Junior lawmakers have not singled out a candidate to support. Ahead of the lower house election, however, they may throw their weight behind a candidate who is popular with voters.
In a Nikkei survey that asked who should become the next president of LDP, Taro Kono, the incumbent minister for administrative and regulatory reform, was the top choice, at 16%, followed by Shigeru Ishiba, former secretary-general of the LDP, who was just a fraction of a point behind. Kishida was named by 13% of respondents.
Candidates for LDP presidency appear to be wooing young lawmakers. Announcing his candidacy at a news conference on Aug. 26, Kishida proposed a change to party rules to limit the terms of executives, excluding the president, to no more than three years.
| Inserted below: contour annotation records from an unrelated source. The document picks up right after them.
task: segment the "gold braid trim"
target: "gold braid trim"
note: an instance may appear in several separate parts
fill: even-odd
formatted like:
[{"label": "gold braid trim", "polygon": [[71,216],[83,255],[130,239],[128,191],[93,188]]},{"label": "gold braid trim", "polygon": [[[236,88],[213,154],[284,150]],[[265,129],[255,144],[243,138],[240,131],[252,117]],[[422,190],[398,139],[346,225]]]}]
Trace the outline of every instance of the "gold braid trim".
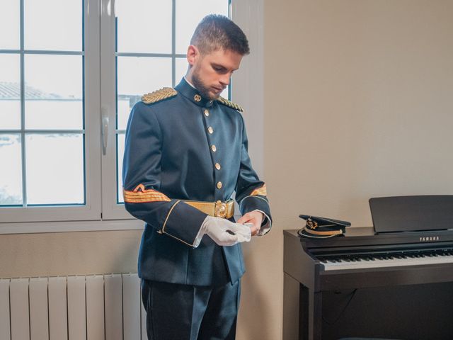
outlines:
[{"label": "gold braid trim", "polygon": [[217,101],[222,104],[224,104],[225,106],[228,106],[229,108],[234,108],[234,110],[237,110],[239,112],[243,112],[243,109],[239,106],[238,104],[235,104],[232,101],[229,101],[227,99],[225,99],[224,97],[217,98]]},{"label": "gold braid trim", "polygon": [[151,94],[144,94],[142,97],[142,101],[145,104],[151,104],[151,103],[157,103],[167,98],[174,97],[178,94],[176,90],[171,87],[164,87],[160,90],[155,91]]}]

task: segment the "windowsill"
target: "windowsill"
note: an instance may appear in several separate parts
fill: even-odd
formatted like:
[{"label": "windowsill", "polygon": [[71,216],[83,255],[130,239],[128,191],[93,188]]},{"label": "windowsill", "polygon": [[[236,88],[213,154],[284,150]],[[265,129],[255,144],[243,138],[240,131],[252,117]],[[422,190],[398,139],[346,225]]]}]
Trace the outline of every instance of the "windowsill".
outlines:
[{"label": "windowsill", "polygon": [[139,220],[0,223],[0,234],[142,230]]}]

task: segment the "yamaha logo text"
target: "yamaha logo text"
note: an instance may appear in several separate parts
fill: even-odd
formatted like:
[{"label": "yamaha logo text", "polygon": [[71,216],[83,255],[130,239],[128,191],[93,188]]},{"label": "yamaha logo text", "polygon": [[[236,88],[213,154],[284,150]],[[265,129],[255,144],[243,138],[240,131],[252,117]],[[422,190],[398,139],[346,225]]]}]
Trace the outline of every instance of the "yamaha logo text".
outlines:
[{"label": "yamaha logo text", "polygon": [[420,237],[420,241],[422,242],[430,242],[430,241],[439,241],[439,237],[438,236],[430,236],[426,237]]}]

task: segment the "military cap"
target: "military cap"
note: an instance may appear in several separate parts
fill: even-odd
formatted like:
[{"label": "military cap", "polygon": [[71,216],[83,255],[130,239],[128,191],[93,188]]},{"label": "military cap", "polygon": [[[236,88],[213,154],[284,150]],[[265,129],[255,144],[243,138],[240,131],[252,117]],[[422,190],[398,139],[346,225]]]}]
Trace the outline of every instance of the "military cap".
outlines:
[{"label": "military cap", "polygon": [[312,239],[333,237],[343,234],[346,227],[351,225],[349,222],[332,218],[308,215],[299,215],[299,217],[306,221],[305,225],[298,231],[299,234],[303,237]]}]

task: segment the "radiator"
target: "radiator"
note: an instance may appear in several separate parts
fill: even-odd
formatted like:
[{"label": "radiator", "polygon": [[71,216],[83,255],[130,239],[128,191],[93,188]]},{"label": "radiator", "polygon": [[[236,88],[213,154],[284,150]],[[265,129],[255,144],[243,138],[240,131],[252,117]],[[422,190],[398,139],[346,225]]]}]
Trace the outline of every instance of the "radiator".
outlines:
[{"label": "radiator", "polygon": [[0,279],[0,340],[144,340],[137,274]]}]

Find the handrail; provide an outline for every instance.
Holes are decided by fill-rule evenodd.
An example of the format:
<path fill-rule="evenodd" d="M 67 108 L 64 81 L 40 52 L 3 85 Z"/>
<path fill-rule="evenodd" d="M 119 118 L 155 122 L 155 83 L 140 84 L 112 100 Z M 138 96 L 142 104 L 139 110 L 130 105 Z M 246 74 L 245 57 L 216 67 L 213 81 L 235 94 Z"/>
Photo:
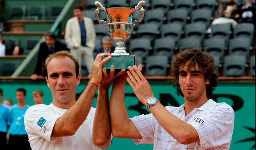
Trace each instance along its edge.
<path fill-rule="evenodd" d="M 68 12 L 70 8 L 72 6 L 73 4 L 76 1 L 76 0 L 68 0 L 67 3 L 64 6 L 60 13 L 58 16 L 54 23 L 52 26 L 52 28 L 50 29 L 50 31 L 54 32 L 57 28 L 59 24 L 62 20 L 64 17 L 66 15 Z M 26 70 L 26 67 L 28 65 L 30 62 L 34 58 L 38 51 L 39 49 L 39 45 L 40 43 L 44 41 L 44 38 L 43 36 L 39 40 L 36 45 L 34 47 L 32 51 L 30 53 L 29 55 L 27 57 L 24 59 L 22 63 L 20 65 L 18 68 L 15 70 L 15 71 L 12 75 L 12 77 L 18 77 L 22 72 L 24 70 Z"/>
<path fill-rule="evenodd" d="M 164 81 L 173 82 L 174 81 L 174 78 L 171 76 L 150 76 L 145 77 L 146 79 L 150 81 Z M 45 77 L 39 77 L 38 78 L 39 80 L 45 80 Z M 81 77 L 82 81 L 89 80 L 90 78 L 87 77 Z M 0 77 L 0 80 L 31 80 L 30 77 Z M 218 79 L 219 81 L 240 81 L 240 82 L 255 82 L 255 77 L 221 77 Z"/>

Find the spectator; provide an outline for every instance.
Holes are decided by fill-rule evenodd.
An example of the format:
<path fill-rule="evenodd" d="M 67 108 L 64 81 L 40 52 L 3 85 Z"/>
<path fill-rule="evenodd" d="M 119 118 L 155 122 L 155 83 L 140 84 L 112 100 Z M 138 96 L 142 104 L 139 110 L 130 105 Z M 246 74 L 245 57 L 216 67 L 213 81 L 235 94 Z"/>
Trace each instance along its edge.
<path fill-rule="evenodd" d="M 33 92 L 33 100 L 36 105 L 42 104 L 44 93 L 40 90 L 36 90 Z"/>
<path fill-rule="evenodd" d="M 20 55 L 23 53 L 23 49 L 18 46 L 15 46 L 13 43 L 5 41 L 3 35 L 0 34 L 0 56 L 6 55 Z"/>
<path fill-rule="evenodd" d="M 8 131 L 10 134 L 9 140 L 10 150 L 31 149 L 24 124 L 24 115 L 30 107 L 25 103 L 26 96 L 26 91 L 24 89 L 17 89 L 16 98 L 18 104 L 10 109 L 8 119 L 8 124 L 10 126 Z"/>
<path fill-rule="evenodd" d="M 30 76 L 32 80 L 36 80 L 40 75 L 46 76 L 44 61 L 49 55 L 64 50 L 67 50 L 65 44 L 57 40 L 57 37 L 52 32 L 47 32 L 44 35 L 45 41 L 40 44 L 37 62 L 34 74 Z"/>
<path fill-rule="evenodd" d="M 93 63 L 93 51 L 94 49 L 96 34 L 92 20 L 84 17 L 82 6 L 78 6 L 73 9 L 74 17 L 68 20 L 66 28 L 66 40 L 70 51 L 78 61 L 81 71 L 82 58 L 89 72 L 89 77 L 92 74 Z"/>
<path fill-rule="evenodd" d="M 255 23 L 255 4 L 253 0 L 246 0 L 245 4 L 238 7 L 238 9 L 234 12 L 234 19 L 238 22 Z"/>
<path fill-rule="evenodd" d="M 102 38 L 102 45 L 96 49 L 97 54 L 102 53 L 111 54 L 115 50 L 115 46 L 113 44 L 112 39 L 109 36 L 106 36 Z"/>
<path fill-rule="evenodd" d="M 215 18 L 225 17 L 230 18 L 232 12 L 236 8 L 236 4 L 234 0 L 221 0 Z"/>
<path fill-rule="evenodd" d="M 3 90 L 0 88 L 0 145 L 3 150 L 7 149 L 6 133 L 9 109 L 2 105 L 1 100 L 3 97 Z"/>
<path fill-rule="evenodd" d="M 12 106 L 12 100 L 10 99 L 6 99 L 3 101 L 3 105 L 7 107 L 10 108 Z"/>

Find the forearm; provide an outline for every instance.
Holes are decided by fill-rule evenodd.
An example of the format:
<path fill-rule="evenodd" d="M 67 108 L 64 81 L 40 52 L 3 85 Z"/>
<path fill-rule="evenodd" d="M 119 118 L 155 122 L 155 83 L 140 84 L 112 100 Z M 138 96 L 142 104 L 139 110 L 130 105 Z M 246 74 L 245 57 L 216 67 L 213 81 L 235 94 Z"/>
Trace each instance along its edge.
<path fill-rule="evenodd" d="M 93 142 L 98 146 L 105 145 L 110 136 L 108 91 L 108 87 L 99 88 L 92 129 Z"/>
<path fill-rule="evenodd" d="M 124 103 L 125 81 L 114 82 L 110 102 L 110 112 L 112 134 L 118 135 L 120 132 L 128 131 L 126 125 L 131 121 L 128 116 Z"/>
<path fill-rule="evenodd" d="M 87 116 L 96 88 L 96 86 L 92 84 L 87 85 L 76 104 L 57 120 L 52 136 L 62 136 L 75 134 Z"/>
<path fill-rule="evenodd" d="M 150 111 L 163 128 L 180 143 L 188 144 L 199 141 L 197 132 L 192 125 L 170 113 L 160 103 L 150 107 Z"/>

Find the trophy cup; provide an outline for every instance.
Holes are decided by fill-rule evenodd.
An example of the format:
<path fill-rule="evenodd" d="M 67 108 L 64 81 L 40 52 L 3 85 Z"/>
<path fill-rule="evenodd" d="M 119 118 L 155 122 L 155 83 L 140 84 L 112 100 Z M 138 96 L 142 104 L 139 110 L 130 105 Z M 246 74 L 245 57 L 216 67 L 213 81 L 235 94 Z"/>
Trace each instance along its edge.
<path fill-rule="evenodd" d="M 132 26 L 135 26 L 136 22 L 140 22 L 143 19 L 145 10 L 142 5 L 145 5 L 145 1 L 141 1 L 135 8 L 124 7 L 113 7 L 105 8 L 100 2 L 96 1 L 95 6 L 98 6 L 95 12 L 97 20 L 100 23 L 104 23 L 105 26 L 108 26 L 108 33 L 110 38 L 117 41 L 116 47 L 113 53 L 110 54 L 112 58 L 103 67 L 109 71 L 110 66 L 115 66 L 115 72 L 122 69 L 127 70 L 128 67 L 137 65 L 137 57 L 130 55 L 126 51 L 124 47 L 124 41 L 128 39 L 131 35 Z M 140 8 L 141 16 L 140 19 L 132 22 L 135 10 Z M 107 22 L 100 20 L 99 17 L 100 10 L 103 10 L 106 14 Z M 103 57 L 103 59 L 106 57 Z"/>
Kishida made the proposal in response to grumbling from junior lawmakers over Nikai's handling of party affairs. Nikai has been secretary-general for about five years.
Kono and former Internal Affairs and Communications Minister Sanae Takaichi, who have also thrown their hats into the ring, have not received solid support from any faction yet. To gain some of the votes up for grabs in the LDP, candidates are likely to say things the younger lawmakers want to hear, political analysts say.
In their set of reform proposals, the junior lawmakers stressed the importance of appointing younger members to key posts to avoid concentrating power in the hands of veteran Diet members who have served in important government and party posts for years.
The junior lawmakers also plan to propose that the factions say where they stand on national security and the economy to make the factions more policy-oriented groups, rather than personality driven. The proposals will be made public before the presidential election.
On Tuesday, the LDP announced an outline of the schedule for the presidential election, including a debate between candidates to answer questions from the public. The first debate of its kind for an LDP presidential election will be conducted online over four days, starting Sept. 23.
The debate will be held to create a direct dialogue between the LDP and the public, who do not have a vote in the party election, before the lower house contest. The LDP will set up a special website on Sept. 17 to solicit questions.
The four debates, which are expected to last 90 minutes each, will take up different themes, including measures to fight COVID-19, economic and fiscal policy, and foreign and national security policy.